Check The WHOIS information on the domain . Check it openly on a public WHOIS, such as in ICANN’s WHOIS, WhoQ, or even in your registrar.
I recommend at least 5 Decades For valuable domain names (or ones thatyou don’t wish to lose). It’s possible to find a “forever” domain registration in Epik.com.
Request the registrar if the accounts access can be restricted based on The IP address of the person logging into the accounts. Request the registrar if the accounts may be restricted from logging in by a USB Device, such as a bodily Titan Security Crucial, or even a Yubikey. If you have Google Advanced Protection enabled on your Google Account, you will have two physical keys to access this Google Account (and a few innovative protection in the Google backend). You would then have those Advanced Protection keys fromGoogle to protect the domain names on Google Domains.
Consider protecting your domain (s) with a domain name warranty or support that protects these digital assets, such as DNProtect.com.
It’s harder for the fraudsters and thieves to steal domain names at those registrars. Some domain name registrars do nothave 24/7 technical assistance, they may outsource their customer servicerepresentatives, and their domain name software is outdated.

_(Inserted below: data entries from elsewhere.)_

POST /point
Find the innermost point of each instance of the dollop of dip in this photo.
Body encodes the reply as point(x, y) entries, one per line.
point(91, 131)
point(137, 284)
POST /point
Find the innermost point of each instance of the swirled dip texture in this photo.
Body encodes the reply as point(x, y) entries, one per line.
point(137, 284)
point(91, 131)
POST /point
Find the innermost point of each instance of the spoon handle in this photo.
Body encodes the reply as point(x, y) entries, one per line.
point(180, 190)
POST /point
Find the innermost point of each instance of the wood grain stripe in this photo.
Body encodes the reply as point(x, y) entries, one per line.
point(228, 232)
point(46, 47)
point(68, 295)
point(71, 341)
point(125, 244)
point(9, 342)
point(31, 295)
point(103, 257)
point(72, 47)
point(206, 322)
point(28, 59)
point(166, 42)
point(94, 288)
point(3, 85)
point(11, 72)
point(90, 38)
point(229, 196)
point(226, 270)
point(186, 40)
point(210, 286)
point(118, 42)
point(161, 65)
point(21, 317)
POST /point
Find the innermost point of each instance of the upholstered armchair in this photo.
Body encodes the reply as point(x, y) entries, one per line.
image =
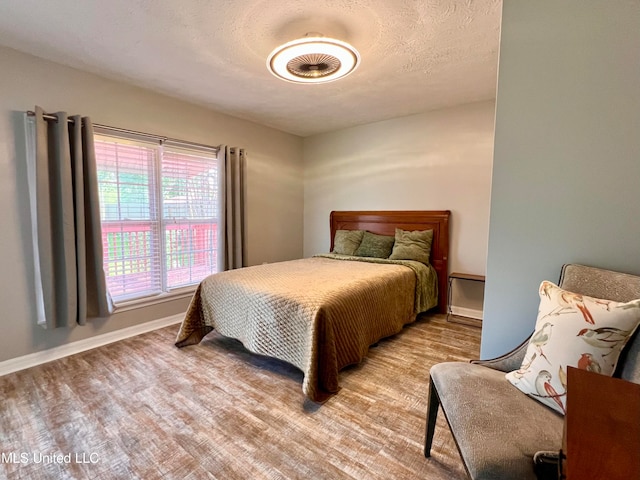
point(497, 428)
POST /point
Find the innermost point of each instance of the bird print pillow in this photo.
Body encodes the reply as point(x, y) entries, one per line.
point(572, 330)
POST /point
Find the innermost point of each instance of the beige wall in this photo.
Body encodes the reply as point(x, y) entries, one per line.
point(434, 161)
point(275, 186)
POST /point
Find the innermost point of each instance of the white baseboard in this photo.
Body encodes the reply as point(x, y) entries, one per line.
point(466, 312)
point(38, 358)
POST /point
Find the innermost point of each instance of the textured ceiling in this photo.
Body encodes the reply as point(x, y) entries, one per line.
point(417, 55)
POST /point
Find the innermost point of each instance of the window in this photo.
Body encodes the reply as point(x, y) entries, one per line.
point(158, 209)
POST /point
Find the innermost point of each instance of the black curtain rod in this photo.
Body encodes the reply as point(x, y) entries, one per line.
point(54, 118)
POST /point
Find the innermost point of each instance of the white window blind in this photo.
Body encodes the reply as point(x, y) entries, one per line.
point(158, 207)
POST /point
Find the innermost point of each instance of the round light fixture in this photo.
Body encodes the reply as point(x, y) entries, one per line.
point(313, 59)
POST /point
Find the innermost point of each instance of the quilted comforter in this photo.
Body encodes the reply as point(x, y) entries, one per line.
point(319, 314)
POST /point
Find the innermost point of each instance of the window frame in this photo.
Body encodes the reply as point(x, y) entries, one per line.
point(157, 220)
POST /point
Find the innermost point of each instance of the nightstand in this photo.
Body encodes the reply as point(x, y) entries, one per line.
point(462, 277)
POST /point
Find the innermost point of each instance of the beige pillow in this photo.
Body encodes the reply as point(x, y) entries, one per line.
point(374, 245)
point(345, 242)
point(415, 245)
point(572, 330)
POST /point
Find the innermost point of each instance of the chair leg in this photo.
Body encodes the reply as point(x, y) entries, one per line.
point(432, 413)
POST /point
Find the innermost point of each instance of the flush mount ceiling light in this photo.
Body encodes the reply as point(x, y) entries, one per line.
point(313, 59)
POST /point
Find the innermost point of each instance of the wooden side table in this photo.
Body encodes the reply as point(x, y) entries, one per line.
point(602, 427)
point(462, 276)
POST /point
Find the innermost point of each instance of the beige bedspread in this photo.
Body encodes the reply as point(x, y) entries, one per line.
point(319, 314)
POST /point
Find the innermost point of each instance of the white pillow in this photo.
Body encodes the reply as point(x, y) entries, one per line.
point(572, 330)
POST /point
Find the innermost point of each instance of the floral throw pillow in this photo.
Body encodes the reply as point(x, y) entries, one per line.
point(572, 330)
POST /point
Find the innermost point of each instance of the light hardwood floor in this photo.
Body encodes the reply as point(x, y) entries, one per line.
point(141, 408)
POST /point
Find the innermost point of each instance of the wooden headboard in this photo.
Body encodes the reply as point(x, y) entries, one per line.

As I write this today, I have been informed of 20 very valuable domain names that were stolen by their owners in the previous 60 days. As an example, of 2 cases I personally confirmed, the domain names were stolen out of one particular domain registrar, based in the USA. The domain names were moved to another domain registrar in China. Both ofthese companies who own the domain names are, in fact, based on the USA. So, it’s not logical that they’d move their domain names to a Chinese domain name registrar.
In the case of
Both domain names, this same domain name thief kept the domain name ownership records intact, and they both reveal the former owners. But in one case, part of the domain contact record was altered, andthe prior owner’s address is present, but the last portion of the speechis listed as a Province in China, and not Florida, in which the businesswhose domain name has been stolen is located.
What tipped us off to these stolen domain is the factthat both Domains were listed for sale on a popular domain name marketplace. However, these are domain names in which the overall consensus of the value could be over $100,000 per year, and were listed for 1/10th of the value. Remember the 1 year old $150,000 Porsche listed for sale on Craigslist for $15,000? It’s too good to be true, and most likely it isstolen. The same goes for all these domain names that are allegedly stolen. The price provides them away, and, in this case, the possession records (the WHOIS records) also reveal evidence of the theft.
It has never Been more important to take responsibility for your digital assets, and Ensure thatthey are with a domain registrar that has accommodated And evolved with the times. A few moments spent sensibly, securing your Digital resources, is critical in times such as these. It can be the Difference between your precious digital assets and internet properties being Safeguarded, or possibly subjected to theft and threat.